Github’s activity feed is a list of public changes made. We specifically filter on commits. It can be accessed in a similar manner to gists:

  • Without an access key - You will have a low rate limit.
  • With an access key - You will have a higher rate limit.

Again, the unauthenticated option is not suitable for pastehunter running full time, particularly if you’re also running the gist input. However, the same token may be used for both inputs.

  • api_token: The token you generated.
  • api_limit: Rate limit to prevent being blocked.
  • store_all: Store all pastes regardless of a rule match.
  • user_blacklist: Do not process gists created by these usernames.
  • ignore_bots: Ignore users with [bot] in their username (only actual bots can do this)
  • file_blacklist: Do not process gists that match these filenames. Supports glob syntax.

Slexy

Slexy has some heavy rate limits (30 requests per 30 seconds), but may still return interesting results.

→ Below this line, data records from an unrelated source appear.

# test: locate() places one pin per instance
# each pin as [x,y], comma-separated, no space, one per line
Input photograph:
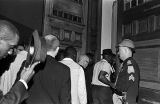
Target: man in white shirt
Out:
[78,86]
[102,93]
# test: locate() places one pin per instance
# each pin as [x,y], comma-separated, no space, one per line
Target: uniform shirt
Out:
[102,65]
[78,86]
[128,79]
[9,76]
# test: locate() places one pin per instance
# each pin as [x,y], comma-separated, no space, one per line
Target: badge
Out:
[130,69]
[131,77]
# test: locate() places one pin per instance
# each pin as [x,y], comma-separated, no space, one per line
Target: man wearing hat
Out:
[127,82]
[102,93]
[128,78]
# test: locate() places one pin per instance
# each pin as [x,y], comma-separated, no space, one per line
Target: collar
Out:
[50,54]
[104,60]
[68,59]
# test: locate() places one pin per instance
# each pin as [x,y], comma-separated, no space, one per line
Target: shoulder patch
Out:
[131,77]
[129,62]
[130,69]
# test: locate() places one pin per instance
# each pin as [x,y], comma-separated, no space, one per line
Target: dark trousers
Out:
[101,95]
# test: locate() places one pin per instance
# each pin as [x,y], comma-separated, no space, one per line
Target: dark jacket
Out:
[15,95]
[51,85]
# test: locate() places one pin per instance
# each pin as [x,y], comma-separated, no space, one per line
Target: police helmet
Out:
[127,43]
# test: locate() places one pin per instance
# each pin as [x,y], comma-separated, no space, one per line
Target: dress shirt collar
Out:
[68,59]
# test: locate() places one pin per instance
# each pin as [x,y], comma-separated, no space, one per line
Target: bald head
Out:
[8,37]
[52,42]
[8,32]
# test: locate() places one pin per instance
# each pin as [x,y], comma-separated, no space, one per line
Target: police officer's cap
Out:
[127,43]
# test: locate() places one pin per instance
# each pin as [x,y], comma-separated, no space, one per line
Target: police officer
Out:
[128,78]
[127,82]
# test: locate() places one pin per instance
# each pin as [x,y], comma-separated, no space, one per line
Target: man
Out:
[127,83]
[51,85]
[78,86]
[102,93]
[8,39]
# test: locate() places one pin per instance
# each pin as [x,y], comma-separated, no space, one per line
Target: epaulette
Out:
[129,63]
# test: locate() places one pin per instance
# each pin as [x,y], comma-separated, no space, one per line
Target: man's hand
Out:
[27,73]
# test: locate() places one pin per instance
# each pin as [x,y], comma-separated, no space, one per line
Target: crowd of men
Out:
[68,81]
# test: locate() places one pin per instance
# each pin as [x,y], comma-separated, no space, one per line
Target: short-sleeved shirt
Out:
[128,79]
[102,65]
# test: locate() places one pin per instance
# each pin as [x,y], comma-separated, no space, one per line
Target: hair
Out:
[52,42]
[71,52]
[60,55]
[8,32]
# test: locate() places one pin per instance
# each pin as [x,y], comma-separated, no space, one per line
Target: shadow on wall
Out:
[24,31]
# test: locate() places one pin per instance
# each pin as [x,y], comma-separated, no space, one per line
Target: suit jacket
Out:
[15,95]
[51,85]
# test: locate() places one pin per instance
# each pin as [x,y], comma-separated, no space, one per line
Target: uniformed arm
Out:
[82,94]
[103,79]
[65,96]
[132,91]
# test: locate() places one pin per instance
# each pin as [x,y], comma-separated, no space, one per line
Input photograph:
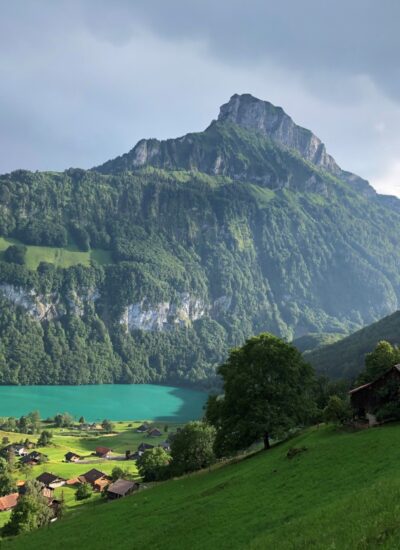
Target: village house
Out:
[367,398]
[34,458]
[121,488]
[8,502]
[165,445]
[143,428]
[50,480]
[145,447]
[98,480]
[103,452]
[18,449]
[155,432]
[72,457]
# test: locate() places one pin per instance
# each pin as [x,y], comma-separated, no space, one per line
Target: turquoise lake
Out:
[115,402]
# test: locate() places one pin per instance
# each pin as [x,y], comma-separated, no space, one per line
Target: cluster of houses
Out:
[98,480]
[24,453]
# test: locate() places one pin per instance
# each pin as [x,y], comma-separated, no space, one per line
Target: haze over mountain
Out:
[203,240]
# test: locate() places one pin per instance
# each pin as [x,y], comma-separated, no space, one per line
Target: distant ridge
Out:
[345,358]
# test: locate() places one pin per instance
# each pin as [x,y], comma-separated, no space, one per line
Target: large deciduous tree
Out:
[267,390]
[192,448]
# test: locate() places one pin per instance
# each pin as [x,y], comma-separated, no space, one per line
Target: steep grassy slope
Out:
[60,257]
[343,492]
[345,358]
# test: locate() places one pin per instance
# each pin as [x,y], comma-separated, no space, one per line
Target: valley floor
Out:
[342,492]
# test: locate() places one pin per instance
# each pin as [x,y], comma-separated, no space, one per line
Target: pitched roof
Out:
[8,502]
[92,475]
[145,447]
[70,455]
[46,478]
[155,431]
[364,386]
[122,487]
[102,482]
[103,450]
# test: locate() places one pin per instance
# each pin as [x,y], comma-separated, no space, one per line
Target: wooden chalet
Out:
[17,449]
[8,502]
[34,458]
[103,452]
[50,480]
[121,488]
[155,432]
[98,480]
[145,447]
[71,457]
[366,399]
[143,428]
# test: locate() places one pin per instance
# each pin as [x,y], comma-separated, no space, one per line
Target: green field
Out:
[341,493]
[60,257]
[123,438]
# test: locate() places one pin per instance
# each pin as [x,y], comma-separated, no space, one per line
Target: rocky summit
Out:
[151,266]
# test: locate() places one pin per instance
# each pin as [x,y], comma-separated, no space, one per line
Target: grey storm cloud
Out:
[82,81]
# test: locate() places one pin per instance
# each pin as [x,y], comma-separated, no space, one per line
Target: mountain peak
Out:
[265,118]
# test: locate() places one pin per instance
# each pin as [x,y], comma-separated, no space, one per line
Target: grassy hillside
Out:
[60,257]
[342,492]
[345,358]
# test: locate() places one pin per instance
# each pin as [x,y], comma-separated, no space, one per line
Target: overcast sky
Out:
[81,81]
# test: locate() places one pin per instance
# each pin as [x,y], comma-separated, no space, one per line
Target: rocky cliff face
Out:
[272,122]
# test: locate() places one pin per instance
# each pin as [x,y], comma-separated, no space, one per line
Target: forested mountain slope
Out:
[246,227]
[346,358]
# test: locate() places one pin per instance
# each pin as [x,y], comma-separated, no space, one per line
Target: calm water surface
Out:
[115,402]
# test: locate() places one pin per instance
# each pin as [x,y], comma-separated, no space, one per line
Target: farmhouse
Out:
[16,448]
[34,458]
[145,447]
[121,488]
[72,457]
[155,432]
[103,452]
[143,428]
[50,480]
[366,399]
[8,502]
[98,480]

  • store_all: Store all pastes regardless of a rule match.
  • api_scrape: The URL endpoint for the list of recent pastes.
  • api_raw: The URL endpoint for the raw paste.
  • api_view: The URL enpoint to view the paste.

ix.io

ix.io is a smaller site used primarily for console/command line pastes.

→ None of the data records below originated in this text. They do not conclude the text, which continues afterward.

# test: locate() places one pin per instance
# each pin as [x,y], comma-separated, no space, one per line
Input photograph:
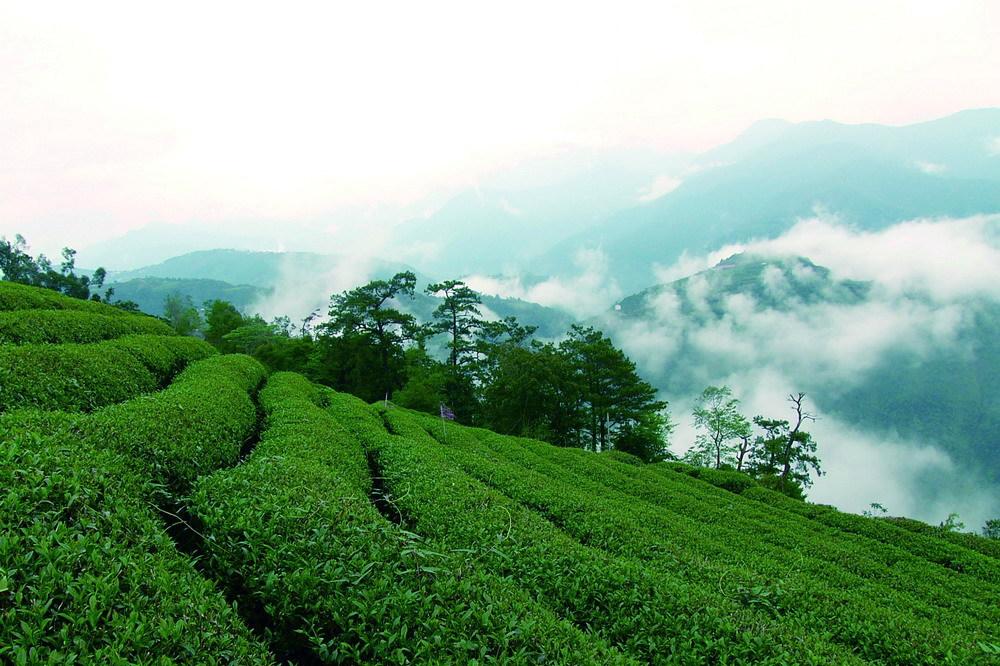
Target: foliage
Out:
[952,523]
[73,326]
[362,321]
[294,526]
[717,414]
[221,318]
[75,377]
[87,572]
[181,314]
[198,423]
[16,265]
[14,296]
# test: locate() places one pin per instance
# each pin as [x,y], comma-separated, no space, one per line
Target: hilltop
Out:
[756,187]
[221,514]
[928,376]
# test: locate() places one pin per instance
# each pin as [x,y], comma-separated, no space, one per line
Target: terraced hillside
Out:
[164,504]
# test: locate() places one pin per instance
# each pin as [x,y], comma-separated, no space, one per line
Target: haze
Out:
[117,115]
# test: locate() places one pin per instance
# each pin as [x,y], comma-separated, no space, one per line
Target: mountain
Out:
[898,366]
[259,269]
[200,509]
[150,292]
[870,176]
[294,284]
[513,216]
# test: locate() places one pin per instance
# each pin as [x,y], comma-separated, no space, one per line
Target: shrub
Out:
[87,574]
[14,296]
[73,326]
[293,528]
[837,587]
[198,423]
[77,377]
[656,617]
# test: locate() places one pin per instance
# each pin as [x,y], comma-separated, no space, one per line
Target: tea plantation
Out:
[164,504]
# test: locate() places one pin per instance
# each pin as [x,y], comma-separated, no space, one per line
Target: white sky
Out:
[114,115]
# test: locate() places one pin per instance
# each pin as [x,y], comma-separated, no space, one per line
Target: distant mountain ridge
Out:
[948,396]
[756,187]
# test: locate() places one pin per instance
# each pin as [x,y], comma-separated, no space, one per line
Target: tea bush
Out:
[73,326]
[654,617]
[882,610]
[293,527]
[14,296]
[83,377]
[87,573]
[197,424]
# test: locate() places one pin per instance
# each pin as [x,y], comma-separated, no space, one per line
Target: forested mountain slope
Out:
[212,514]
[786,314]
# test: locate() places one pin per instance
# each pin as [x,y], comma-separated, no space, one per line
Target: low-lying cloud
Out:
[586,294]
[929,281]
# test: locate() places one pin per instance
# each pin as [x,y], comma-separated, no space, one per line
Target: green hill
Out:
[224,516]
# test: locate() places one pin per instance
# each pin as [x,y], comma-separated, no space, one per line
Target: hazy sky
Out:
[114,115]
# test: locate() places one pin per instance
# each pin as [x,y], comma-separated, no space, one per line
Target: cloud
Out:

  • store_all: Store all pastes regardless of a rule match.

StackExchange

The same API is used to query them all. Similar to github there is a public API which has a reduced rate limit or an App API which has a higher cap. There is a cap on 10,000 requests per day per IP, so pulling all would be impractical. Generate a key at https://stackapps.com/.

There are over 170 exchanges that form stackexchange. The following list is the most likly to expose privldidged information.

  • stackoverflow
  • serverfault
  • superuser
  • webapps
  • webmasters
  • dba
  • site_list: List of site shorttitles that will be scraped.
  • api_key: API App key as generated above.
  • store_filter: This is the stackexchange filter that determines what fields are returned. It must contain the body element.
  • pagesize: How many questions to pull from the latest list.
  • store_all: Store all pastes regardless of a rule match.

Outputs

This page details all the confiuration options for the output modules/ There are a few generic options for each input.

  • enabled: This turns the input on and off.
  • module: This is used internally by pastehunter.
  • classname: This is used internally by pastehunter.

Elasticsearch

Elasticsearch was the default output. Storing all pastes and using Kibana as a graphical frontend to view the results

  • elastic_index: The name of the index.
  • weekly_index: Use a numbered index for each week of the year instead of a single index.
  • elastic_host: Hostname or IP of the elasticsearch.
  • elastic_port: Port number for elasticsearch default is 9200
  • elastic_user: Username if using xpack / shield or basic auth.
  • elastic_pass: Password if using xpack / shield or basic auth.
  • elastic_ssl: True or false if Elasticsearch is served over SSL.

Splunk

Splunk output is similar to Elasticsearch. All the data is put into Splunk and then Splunk can be used for graphical frontend and querying.

  • splunk_host: Hostname of IP of your Splunk instance.
  • splunk_port: The Splunk management port. (Usually port 8089)
  • splunk_user: Username of your Splunk user.
  • splunk_pass: Password for your Splunk user.
  • splunk_index: The name of the Splunk index to store the data in.
  • store_raw: Include the raw paste in the data sent to Splunk.

JSON

This output module will store each paste in a json file on disk. The name of the file is the pasteid.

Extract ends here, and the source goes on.